Kicks must be taken from where they are awarded, or anywhere behind it on a straight line through the mark and parallel to the touchlines.

If it is taken from the wrong place it must be re-taken correctly.

There are a couple of options for the non-offending team.

They can choose to take a scrum instead of the kick, which is smart when the mark is close to the goal line, and they can choose either a scrum or another lineout if the kick is awarded at a lineout.

Then there are a few conditions imposed on the non-offending team when taking the kick.

The kick must be taken without delay and with the ball which was in play at the time must be used, unless the referee decides it is defective.

I once saw one of the Cribb boys from Taihape boot the ball out of the ground at a penalty kick at goal because he thought it was too flat, in the hope he could use one of the other balls.

Referee Colin Pedley wasn‘t impressed and awarded the kick to the other team instead.

Any player from the non-offending team can take the penalty or free kick, with one exception.

For a free kick awarded for a “mark”, the player who caught the ball and marked it must take the kick.

Incidentally, if that player was injured in taking the mark and is unable to kick, then a scrum is awarded to that team.

The kicker may use a punt, drop kick or place kick to kick the ball, except that he may not place kick for touch, something that Scotland‘s Andy Irvine used to do, particularly on a windy Wellington day.

The ball may be kicked in any direction, though usually forwards.

Other than having a placer at a place kick if required – someone holding the ball still while the kicker approaches – the rest of the team must be behind the ball.

Now for the prickly bits that the kickers don‘t often get right.

The ball must be kicked a visible distance. If the kicker is holding the ball, then it must clearly leave the hands.

Often, the kicker will touch the ball with his foot, league style, but this is not permissible in rugby, where kicking is a bit of an art form as well as a tactical weapon.
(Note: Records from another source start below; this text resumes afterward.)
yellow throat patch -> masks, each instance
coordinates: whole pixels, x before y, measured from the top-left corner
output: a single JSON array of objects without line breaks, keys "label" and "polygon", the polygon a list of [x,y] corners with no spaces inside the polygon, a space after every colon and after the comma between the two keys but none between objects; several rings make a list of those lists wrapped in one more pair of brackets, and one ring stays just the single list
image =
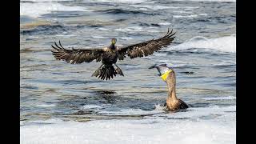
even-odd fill
[{"label": "yellow throat patch", "polygon": [[163,74],[161,75],[161,78],[163,81],[166,82],[169,74],[172,71],[172,70],[168,70],[167,71],[166,71]]}]

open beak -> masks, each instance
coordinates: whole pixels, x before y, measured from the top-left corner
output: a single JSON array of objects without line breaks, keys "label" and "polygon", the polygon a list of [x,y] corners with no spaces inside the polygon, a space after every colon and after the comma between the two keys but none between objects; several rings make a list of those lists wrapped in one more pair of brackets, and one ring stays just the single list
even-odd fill
[{"label": "open beak", "polygon": [[149,67],[149,69],[153,69],[153,68],[158,69],[158,71],[159,72],[158,76],[160,76],[163,81],[166,81],[169,74],[173,70],[172,69],[168,68],[166,66],[166,64],[154,65]]}]

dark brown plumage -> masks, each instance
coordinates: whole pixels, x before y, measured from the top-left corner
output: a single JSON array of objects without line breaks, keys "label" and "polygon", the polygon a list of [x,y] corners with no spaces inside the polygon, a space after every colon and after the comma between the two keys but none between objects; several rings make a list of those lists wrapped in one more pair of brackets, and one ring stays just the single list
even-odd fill
[{"label": "dark brown plumage", "polygon": [[[166,47],[175,37],[175,33],[167,31],[167,34],[158,39],[152,39],[150,41],[137,43],[134,45],[118,47],[115,46],[116,38],[111,40],[111,44],[105,48],[95,49],[74,49],[67,50],[64,48],[60,41],[58,45],[54,42],[52,45],[54,50],[52,54],[58,60],[63,60],[71,64],[80,64],[82,62],[90,62],[94,59],[96,62],[102,61],[102,65],[93,74],[92,76],[98,77],[101,79],[110,79],[116,76],[116,74],[124,76],[122,70],[116,65],[117,60],[123,60],[126,55],[130,58],[137,57],[146,57],[152,54],[154,51],[161,50],[162,47]],[[114,70],[113,64],[117,66]]]}]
If the ball is on the ground then it must clearly leave the mark – again, just touching it with the foot is not enough.

If a team fails to kick the ball a visible distance, then a scrum is awarded at the mark, with the opponents putting the ball into the scrum.

When a kick is awarded, the opposing team must immediately retire 10m towards their own goal line, or until they reach their goal line if that is closer.

Even if the penalty or free kick is taken quickly while they are retiring they must continue to do so until they reach that ten-metre line.

They can only be put onside when they reach that mark, or if a team mate who was ten metres away runs in front of them while they are retiring – they can‘t just stand and wait for an onside team mate to put them onside.

Also, the opposing team may not do anything to delay the kick or obstruct the kicker.

These include intentionally taking, throwing or kicking the ball away from the team awarded the free or penalty kick.

If any of these conditions on the opposing team are not met, then the mark for the kick is advanced 10m, but the second kick must not be taken before the referee makes the new mark.

At a penalty kick, especially one taken as a kick for goal, the opposing team must remain stationary with their arms at their side.

However, at a free kick, as soon as the kicker initiates movement, the opposing team may charge from their 10m back to prevent the kick being taken by tackle or blocking.

If they are successful in preventing the kick being taken, they are awarded a scrum at the mark.

This sort of thing is rare these days but is most likely to happen at a free kick awarded for a mark.

Free kicks and penalty kicks are an important part of the game, far more important than most other ball games.

Indeed, a team may win a game solely from kicking penalties.

This was probably most famously illustrated by the All Blacks 18-17 win over the 1959 British Lions at Dunedin, when Don “The Boot” Clarke saved our bacon from an enterprising Lions team full of magical ball carriers such as Tony O‘Reilly and Mike Gibson.